Note - Nouvelle version, 2021 : Le titre est une chanson chantée par Michael Bublé ("Haven't Met You Yet") et également très représentatif de ce qu'est le premier chapitre de ma fanfic. La fin a été inspirée du OST du manga/anime « Okami no Kodomo – Okaasan' no Uta ». Toutes les recherches effectuées pour ce chapitre ont été faites il y a plus de 12 ans... alors tout a été de mémoire.

Bonne lecture~

Ransa no Moribito

Gardien des Lanciers


Chapitre 1

Je ne t'ai pas encore rencontré

Tanda avait envie de crier sa joie au monde entier.

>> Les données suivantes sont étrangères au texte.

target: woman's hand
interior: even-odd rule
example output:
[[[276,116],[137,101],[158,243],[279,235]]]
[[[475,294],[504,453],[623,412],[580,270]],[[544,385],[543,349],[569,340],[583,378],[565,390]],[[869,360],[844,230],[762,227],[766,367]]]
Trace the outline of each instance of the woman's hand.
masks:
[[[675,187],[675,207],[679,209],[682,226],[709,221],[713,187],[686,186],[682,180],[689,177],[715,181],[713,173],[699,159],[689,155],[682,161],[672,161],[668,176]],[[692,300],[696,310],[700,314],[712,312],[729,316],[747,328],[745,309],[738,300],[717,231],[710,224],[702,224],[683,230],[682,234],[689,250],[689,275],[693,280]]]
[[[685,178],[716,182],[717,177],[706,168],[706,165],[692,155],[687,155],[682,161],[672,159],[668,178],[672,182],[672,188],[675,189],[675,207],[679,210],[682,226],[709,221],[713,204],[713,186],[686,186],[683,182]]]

Il n'arrivait toujours pas à croire que l'un de ses rêves le plus cher était sur le point de devenir réalité : avoir une famille avec Balsa à ses côtés. Ils étaient parvenus à faire de nombreux compromis et Balsa, une fois l'enfant né et assez vieux pour ne plus dépendre uniquement de ses soins, pourrait toujours continuer à voyager et remplir sa promesse faite à Jiguro.

« Qui sait ? Peut-être qu'iel va aussi aimer se battre tout comme toi ! avait-il émit comme hypothèse.

- Est-ce que tu crois qu'iel pourra m'accompagner lors de voyage, une fois atteint l'âge de quatre ans, au moins ? avait demandé Balsa.

- Ce sera très possible, mais je ne voudrais pas le/la mettre en danger...

- Iel ne m'accompagnera que pour un petit voyage. Sans contrat ni ennemis en vue. Des vacances, un peu comme lorsque nous allons au Marché des Herbes à Rota, au début du printemps... nous avions l'habitude d'y aller en famille, Jiguro, Torogai, toi et moi, comme une tradition après chaque hiver. »

Tanda sourit. Le Marché des Herbes à Rota récoltait de la nourriture, des médicaments et des plantes rares à travers le monde.

« Et cette tradition continuera, promit-il en posant sa main sur le ventre de Balsa qui avait commencé à prendre une légère enflure. Tes muscles abdominaux sont encore très fermes... mais j'ai hâte de voir ce ventre s'arrondir ! »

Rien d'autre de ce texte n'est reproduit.